The Russell 2000 closed yesterday at the highest level in its history.
That matters.
This index includes 2,000 stocks and represents roughly two-thirds of the Russell 3000, the broadest measure of U.S. equities.
When small-cap stocks are making new all-time highs, it is not a narrow market. It is not fragile. And it is certainly not being driven by just a handful of stocks.
Like we discussed two months ago, the story about weak market breadth was never true. It was sour grapes. Investors complaining about deteriorating breadth simply owned the wrong stocks.
This was never about the market breaking down. It was about rotation doing exactly what bull markets do. And now the evidence is impossible to ignore. The bull market is continuing, and the leadership is expanding.
The Little Guys Are Winning
This market is not being carried by seven stocks, no matter how often that narrative gets repeated.
The easiest way to see that is to stop listening and start counting.
The Russell 2000, an index of 2,000 small-cap stocks, just closed at the highest level in its entire history:

That does not happen in a narrow market. It happens when participation is broad and leadership is rotating.
This is exactly the rotation we are always talking about. It’s the lifeblood of a bull market. Leadership does not stay concentrated forever. Everyone gets a turn.

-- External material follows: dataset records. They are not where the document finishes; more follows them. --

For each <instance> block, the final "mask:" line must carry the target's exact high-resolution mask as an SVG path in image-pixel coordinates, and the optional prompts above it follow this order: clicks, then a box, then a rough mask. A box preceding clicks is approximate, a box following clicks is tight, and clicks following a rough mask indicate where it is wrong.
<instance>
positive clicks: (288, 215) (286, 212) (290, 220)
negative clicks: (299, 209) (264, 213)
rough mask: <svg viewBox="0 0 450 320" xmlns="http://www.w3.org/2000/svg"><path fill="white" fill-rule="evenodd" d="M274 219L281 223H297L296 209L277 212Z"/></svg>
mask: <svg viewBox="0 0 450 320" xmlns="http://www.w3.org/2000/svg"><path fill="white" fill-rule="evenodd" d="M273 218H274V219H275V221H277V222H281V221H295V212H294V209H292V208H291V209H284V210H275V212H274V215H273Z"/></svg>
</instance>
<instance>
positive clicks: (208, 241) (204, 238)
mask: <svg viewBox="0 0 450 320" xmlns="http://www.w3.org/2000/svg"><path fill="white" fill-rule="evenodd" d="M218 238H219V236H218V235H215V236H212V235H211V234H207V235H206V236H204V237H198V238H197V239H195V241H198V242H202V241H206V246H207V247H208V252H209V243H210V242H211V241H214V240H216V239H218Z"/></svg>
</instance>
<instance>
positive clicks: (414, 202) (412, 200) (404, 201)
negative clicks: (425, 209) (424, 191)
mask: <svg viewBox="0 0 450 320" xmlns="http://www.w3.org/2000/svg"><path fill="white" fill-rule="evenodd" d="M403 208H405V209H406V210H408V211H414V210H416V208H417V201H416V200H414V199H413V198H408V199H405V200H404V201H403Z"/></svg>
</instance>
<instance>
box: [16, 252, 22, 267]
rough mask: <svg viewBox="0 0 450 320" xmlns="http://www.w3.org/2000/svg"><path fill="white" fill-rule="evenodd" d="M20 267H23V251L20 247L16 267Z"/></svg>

What makes this even more important is what’s happening elsewhere.
The Nasdaq 100, the index we were told was the only one going up, has not made a new high since October. It was actually down yesterday, on the same day small caps were printing fresh all-time highs.
Look at the ratio between the Russell 2000 and the Nasdaq 100. It’s now at its highest level since April:

This is not small caps playing catch-up.
This is small caps leading.
Just Built Different
To understand why small-caps are working now, you have to understand what’s actually inside the Russell 2000.
Technology is only the third-largest weighting, at roughly 15% of the index.
That’s a completely different setup than the large-cap benchmarks. Technology makes up about 35% of the S&P 500 and more than half of the Nasdaq 100. When Tech stalls, those indexes feel it immediately.
Small caps are not built that way at all.
Health care is the largest component of the Russell 2000, with close to a 19% weighting. There are more than 200 biotech companies in the index alone.
Compare that with the S&P 500, where health care is about 9%, or the Nasdaq 100, where it barely reaches 5%.
Financials matter too. The Russell 2000 includes more than 240 regional banks, which makes it far more sensitive to domestic growth and credit conditions.
The Nasdaq does not have a single bank. By design, it removes them entirely. The Nasdaq 100 fact sheet spells it out clearly. It only includes “non-financial companies.”
Small caps are diversified differently. They behave differently. And, in the right environment, they outperform differently.
Those differences hurt them when leadership is narrow and growth is scarce. In the current environment, they’re doing the opposite. They’re a tailwind.
Rotation is not a theory. It is the lifeblood of every bull market.
And, right now, the rotation is unmistakable. The market is handing the ball to small caps, and they are running with it.